Ken: Man, I missed that one.

Jim: You can’t slip this shit by me, The VelociPastor. I know my bad, drug-smuggling ninja movies too well, damnit.

Ken: That’s about all she wrote on this one. We tackle so much that’s unintentionally just terrible, so I’m often bemused when faced with a project that is knowingly bad and proudly low-rent. If it sounded like I was hoping for more racism, sexism and disrespect toward sacred institutions, I guess I’ll say I was hoping for more biting satire of said exploitative bigotry. The folks who made The VelociPastor were clearly inspired by such landmark bad films; I just think they weren’t daring enough to really send them up.

Jim: This film is very competent, by our usual standards. We’ve been praising a number of aspects of it—some technical aspects, some of the writing and performances, etc. What I want to ask is: Did anything else in here stand out to you as genuinely “bad on accident”? Because I’ve got a few.

Ken: That’s a tough one. I suppose I can’t think of anything that coded as a true, egregious misstep. I really do think this thing’s (very minor) crimes are all concerned with not going far enough.

Jim: See, to me some of the humor came off as sloppy or lazy. Like the idea that we’d find it hilarious that he’s wearing a dress in one scene. Or the director’s over-use of faux dramatic zooms, which is funny the first time he does it, and then he does it half-a-dozen more times. Or the spotty audio, which goes in and out in terms of the volume of dialog in certain scenes. Or the “excessive laughing” scenes, which seem like he’s trying to reference something like the excessive clapping and cheering in Birdemic. There are a lot of cribbed ideas here.

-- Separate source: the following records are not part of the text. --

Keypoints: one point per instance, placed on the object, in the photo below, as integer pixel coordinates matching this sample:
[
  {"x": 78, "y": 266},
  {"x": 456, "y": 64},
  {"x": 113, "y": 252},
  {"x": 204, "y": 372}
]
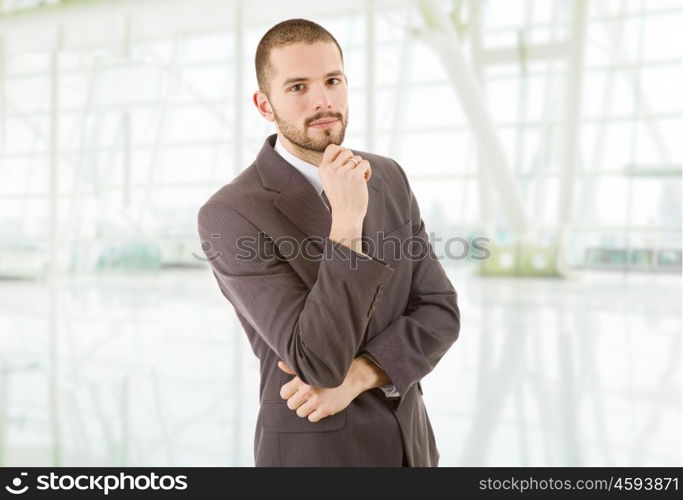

With that said, I laughed at things like Father Doug drowning his sorrows with a glass of Communion wine. So it has its ups and downs.

Ken: The line about dinosaurs not existing got me pretty good, as did a few other parts. I would recommend this for the specific sort of bad movie night party you enjoy emceeing.

Jim: And of course, I laughed whenever Father Stewart was on screen. He’s like if Droopy Dog grew a Fu Manchu mustache and became a human.

Ken: Or if some mean old crank worked in the George W. Bush administration and then got fired by the Trump administration, yeah.

velocipastor-argento-inset.jpgDario Argento’s The VelociPastor?

Jim: Still, when all is said and done, “bad on accident” will always be more compelling than “bad on purpose,” I think you’ll agree.

Ken: Oh absolutely. I’m not the sort who often waxes nostalgic about earlier eras of film, but something like this works better in a knowingly campy framework not unlike, say, the ’70s, rather than in a “We are intentionally making a dumb/bad movie” framework.

Jim: I’d also like to point out to the impressionable young children watching The VelociPastor that modern research suggests dinosaurs were likely incapable of roaring and instead would have made chirping and twittering sounds like modern birds. So there you go. Just an informative little nugget for our many child readers, you know.

Ken: And our raptor didn’t have any feathers, either! Disappointing, in our modern times, to have a movie like The VelociPastor ignoring the latest scholarship on the matter.

Jim: Maybe we should get together and shoot a paleontologically accurate spiritual sequel to The VelociPastor next weekend.